PXPermute finds an optimal channel selection that performs similarly to using all the channels
For the synapse formation (A) and white blood cell (B) datasets, the model was trained on the stain-free channels (lower bound), stain-free + top 3 channels identified by PXPermute, and all channels (upper bound). The error bars represent the mean with a 95% confidence interval. PXPermute rankings lead to fewer stainings (3 out of 7 in A, 3 out of 8 in B) without a significant loss in performance.

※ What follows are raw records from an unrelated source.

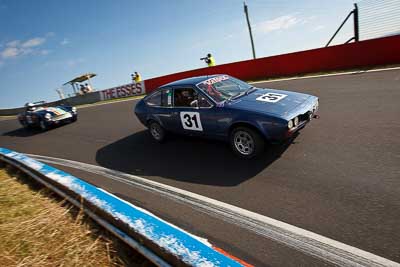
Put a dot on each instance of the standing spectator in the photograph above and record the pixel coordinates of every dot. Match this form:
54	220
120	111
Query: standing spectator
138	78
89	89
209	60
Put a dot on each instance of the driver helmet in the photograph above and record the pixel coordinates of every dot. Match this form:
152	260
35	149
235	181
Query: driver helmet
30	106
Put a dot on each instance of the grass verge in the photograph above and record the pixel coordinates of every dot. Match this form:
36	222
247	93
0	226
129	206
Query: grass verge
37	228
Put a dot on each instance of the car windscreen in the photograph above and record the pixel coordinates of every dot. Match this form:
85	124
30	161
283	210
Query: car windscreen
223	87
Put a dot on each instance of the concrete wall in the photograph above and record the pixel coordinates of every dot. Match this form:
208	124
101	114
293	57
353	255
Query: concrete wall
339	57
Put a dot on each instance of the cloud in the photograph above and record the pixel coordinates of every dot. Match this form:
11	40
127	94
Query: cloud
318	28
65	41
44	52
75	62
18	48
13	43
280	23
34	42
10	52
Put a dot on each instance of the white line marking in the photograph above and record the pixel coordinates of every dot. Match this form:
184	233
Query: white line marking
326	75
300	239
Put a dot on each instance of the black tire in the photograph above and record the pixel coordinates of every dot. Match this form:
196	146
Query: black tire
246	142
42	125
157	131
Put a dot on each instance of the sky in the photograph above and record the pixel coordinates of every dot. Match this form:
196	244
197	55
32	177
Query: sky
45	43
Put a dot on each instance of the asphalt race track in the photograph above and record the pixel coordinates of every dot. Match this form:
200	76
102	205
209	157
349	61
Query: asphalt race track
340	177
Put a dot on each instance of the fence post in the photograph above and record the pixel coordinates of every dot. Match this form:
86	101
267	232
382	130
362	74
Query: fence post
356	27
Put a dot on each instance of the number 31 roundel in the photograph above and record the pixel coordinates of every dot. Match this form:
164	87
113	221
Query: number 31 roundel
191	121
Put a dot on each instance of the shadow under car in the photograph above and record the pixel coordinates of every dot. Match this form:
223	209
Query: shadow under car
187	159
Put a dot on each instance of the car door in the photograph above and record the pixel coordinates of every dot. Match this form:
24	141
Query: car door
161	109
193	112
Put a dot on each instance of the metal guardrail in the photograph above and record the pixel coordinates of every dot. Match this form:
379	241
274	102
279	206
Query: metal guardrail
162	243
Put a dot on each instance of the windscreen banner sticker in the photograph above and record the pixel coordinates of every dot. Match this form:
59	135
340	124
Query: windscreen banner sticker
215	80
271	97
191	121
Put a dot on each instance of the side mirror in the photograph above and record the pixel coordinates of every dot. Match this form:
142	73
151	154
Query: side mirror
194	104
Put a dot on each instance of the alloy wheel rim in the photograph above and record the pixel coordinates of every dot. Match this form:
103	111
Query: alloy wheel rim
244	143
42	125
155	131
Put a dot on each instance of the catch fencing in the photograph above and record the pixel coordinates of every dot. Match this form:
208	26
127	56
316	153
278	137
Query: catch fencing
377	18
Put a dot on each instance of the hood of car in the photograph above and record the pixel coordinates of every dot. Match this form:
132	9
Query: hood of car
270	101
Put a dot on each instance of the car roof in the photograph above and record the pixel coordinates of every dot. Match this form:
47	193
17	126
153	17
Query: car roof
191	81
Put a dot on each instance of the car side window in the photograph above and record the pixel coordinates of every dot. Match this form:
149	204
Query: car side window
154	100
162	98
166	98
203	101
184	96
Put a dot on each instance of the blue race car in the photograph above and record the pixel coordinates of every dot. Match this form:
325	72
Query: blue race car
223	107
39	115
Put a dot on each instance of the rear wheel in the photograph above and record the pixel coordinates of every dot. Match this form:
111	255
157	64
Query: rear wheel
246	143
43	125
157	131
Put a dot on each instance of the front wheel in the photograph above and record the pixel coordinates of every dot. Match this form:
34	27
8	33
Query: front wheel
246	143
43	125
157	131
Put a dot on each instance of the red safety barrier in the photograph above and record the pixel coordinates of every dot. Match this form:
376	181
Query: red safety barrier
340	57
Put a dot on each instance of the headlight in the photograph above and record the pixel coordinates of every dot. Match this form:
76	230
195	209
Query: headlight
290	124
296	121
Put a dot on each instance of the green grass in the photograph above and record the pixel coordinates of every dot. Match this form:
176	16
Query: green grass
38	228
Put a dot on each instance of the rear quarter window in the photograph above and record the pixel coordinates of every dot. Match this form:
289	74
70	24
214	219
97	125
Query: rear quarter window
154	99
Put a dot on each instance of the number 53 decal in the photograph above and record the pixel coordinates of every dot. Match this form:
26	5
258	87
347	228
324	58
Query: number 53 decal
271	97
191	121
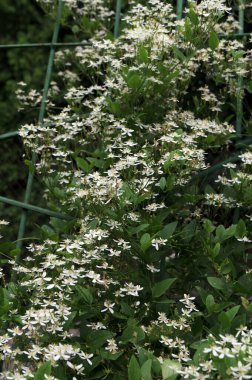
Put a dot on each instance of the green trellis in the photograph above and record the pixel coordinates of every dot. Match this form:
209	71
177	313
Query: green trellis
25	205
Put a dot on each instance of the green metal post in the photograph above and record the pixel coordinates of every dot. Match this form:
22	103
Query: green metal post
239	99
239	102
179	9
117	18
40	121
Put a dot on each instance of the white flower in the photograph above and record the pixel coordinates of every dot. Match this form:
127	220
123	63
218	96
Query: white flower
108	307
157	242
86	357
241	371
112	346
130	289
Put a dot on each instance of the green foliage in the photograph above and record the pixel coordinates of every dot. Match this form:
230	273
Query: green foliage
151	278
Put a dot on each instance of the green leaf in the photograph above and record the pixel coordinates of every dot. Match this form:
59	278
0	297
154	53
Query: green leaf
146	370
145	242
136	230
162	183
134	372
83	164
170	368
178	54
142	54
232	312
85	294
224	320
134	81
97	338
133	334
167	231
217	283
210	303
161	287
241	229
216	250
193	17
213	41
44	369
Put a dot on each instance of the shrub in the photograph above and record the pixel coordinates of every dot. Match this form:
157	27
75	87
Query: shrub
150	278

For the synapse formation, the stain-free selection of channels (BF) achieves 0.78 ± 0.09 F1-macro in a 5-fold cross-validation setup. Adding the suggested channels from PXPermute, namely, MHC class II, CD3, and P-CD3ζ, improves the classification to 0.93 ± 0.01 F1-macro, which is not so different from 0.94 ± 0.01 F1-macro, which is the accuracy when using all channels. For the white blood cell dataset, the stain-free selection of channels (BF1, BF2, and DF) achieves 0.84 ± 0.04 F1-macro. By adding only the three most important channels identified by PXPermute, namely CD4, CD56, and CD8, the classifier archives the performance of 0.97 ± 0.01 F1-macro, which is not significantly less than a model trained on all channels, reaching 0.97 ± 0.00 F1-macro. We have shown that PXPermute can identify the most important channels for a cell classification task. The required channels can be halved without significantly decreasing the model’s performance.
Discussion
In this study, we introduced PXPermute, a post-model interpretability method that assesses the impact of fluorescent stainings on cell classification. By applying PXPermute to three publicly available IFC datasets, we demonstrated its efficacy in accurately identifying the most significant channels in accordance with biological principles. Moreover, PXPermute can facilitate panel optimization by recommending fewer stainings that maintain comparable performance to using all channels.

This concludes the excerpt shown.